そんなこともあってイギリス映画にカテゴリ分けをしましたが、イギリスとドイツが共同製作国となっている映画です。
ネタバレをかましつつご紹介します。
あらすじ
ズフロフカ共和国のグランド・ブダペスト・ホテルで休養していたとある作家は、毎日ホテルに現れる老人に興味を示して彼の過去を尋ねてみることにする。
すると老人は少年時代に、このホテルで見習いとして働いていた時のことを語り出す。
彼は伝説的な存在であったコンシェルジュのグスタフ氏の徒弟として、移民後にベルボーイとして働き始めたのだった。
一部の顧客から熱狂的な支持を受けていたグスタフだったが、ある日彼を贔屓にしていた顧客が死んだのを機に事件に巻き込まれる。
ゼロはグスタフの騒動に問答無用で巻き込まれると同時に、彼の苦境を打破すべくともに奮闘することとなる。
伝説のコンシェルジュ
この映画の特徴の大半を象徴するのは、伝説のコンシェルジュ・グスタフ氏の個性です。
完璧なおもてなし(枕営業含む)でホテル常連の上客たちの心を鷲掴みにし、あらゆる評判を勝ち取ります。
しかし、顧客の前では完璧な職業人を演じつつも、それ以外はこだわりの強いわがままなおっさんです。
ゼロはそんなグスタフのあとにくっついて回り、否応なく彼のトラブルに巻き込まれていきます。
一見傍若無人なキャラクターを持つグスタフですが、ゼロに対しては師匠と徒弟のような関係でありながらも互いをディスクローズしあい、命のかかった状況もともに潜り抜けながら、本音でぶつかり合う場面もあります。
癖の強いおっさんが、調子のいいことばかり言いながらもゼロと死線を潜り抜けていく展開が見どころです。

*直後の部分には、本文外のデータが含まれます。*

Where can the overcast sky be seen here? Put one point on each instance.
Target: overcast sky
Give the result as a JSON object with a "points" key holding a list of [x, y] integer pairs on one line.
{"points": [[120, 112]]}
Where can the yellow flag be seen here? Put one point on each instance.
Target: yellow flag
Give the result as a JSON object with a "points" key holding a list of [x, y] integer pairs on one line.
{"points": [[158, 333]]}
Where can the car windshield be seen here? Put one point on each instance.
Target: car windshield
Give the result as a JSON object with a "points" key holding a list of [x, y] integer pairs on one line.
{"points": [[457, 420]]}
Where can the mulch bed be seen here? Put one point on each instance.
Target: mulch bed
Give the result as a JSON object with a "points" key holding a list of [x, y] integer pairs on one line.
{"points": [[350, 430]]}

時たま、わがままなだけではなくゼロのために骨を折ってくれる人情も見せます。
リアルさと人間味が強い個性の中にバランスよく入っているところが、グスタフの活躍と逃避行を追いたい気持ちにさせます。
また、グスタフに愛想を尽かさずついていく実直な少年ゼロと、彼のガールフレンドであるアガサも、グスタフに負けない活躍を見せます。
ゼロのように真面目な少年でなければ、とうにグスタフは見捨てられて物語は途中で終わっていたはずなので、この物語はゼロによって成り立っていると言っても過言ではありません。
彼をアシストする賢いアガサも頼もしいです。
この3人の奇妙な絆もアクセントの1つになっていました。
次々に訪れる新しい展開
登場人物だけでなくストーリー展開も、観ている側を飽きさせない要素が散りばめられています。
まずは墓地で若い女性が小説を読み始めるところから始まり、
続いて小説の著者が作品を書いた時の背景を語り始める。
著者にエピソードを語った孤独な老人が登場し、
物語の時間軸は彼が少年だった頃へと遡ります。
次々と物語の舞台が切り替わるので、序盤から興味が惹きつけられます。
また、物語の主な舞台であるグスタフ氏現役時代においても、数々のピンチがゼロたちを襲います。
一難去ってまた一難、というテンポの良さ、グスタフ氏のみならずゼロやアガサも活躍することで繰り広げられる縦横無尽なストーリー展開が楽しいです。
架空の共和国を舞台にすることで、現実に縛られず、少しファンタジックな設定も可能にしているところがさすがでした。
個人的にはグスタフ氏の囚人仲間や、コンシェルジュの秘密のネットワークが一番わくわくしたポイントです。
ファンタジーなのに重厚さを失わないのは、前の項目で言及した登場人物描写のリアルさ、それに映像の美しさの貢献によるものでしょう。
また、架空の国を舞台にしてはいますが、現実世界の歴史をところどころなぞるような要素があります。
終盤で言及される私有財産の国有化は、第二次世界大戦後の社会主義・共産主義の到来を暗示しているものと思いますし、プロイセンかぜはスペインかぜのことでしょうか。
ややほろ苦いラストになっていますが、ヨーロッパ映画ファンとしては実にヨーロッパらしくて嬉しい一方、感心してしまいます。
おわりに
魅力的な登場人物と、密度の濃いストーリー展開で、一瞬も退屈させない映画です。
ウィットに富んだ冗談や、シニカルな人物描写でニヤニヤ笑いたい時にお勧めです。
映像の美しさも色々な人がレビューで言及していますし、アカデミー賞で衣装デザイン賞や美術賞を受賞しているのも納得です。
コメディとしても楽しめる、見目麗しいサスペンスをお探しの方にお勧めしたい作品です。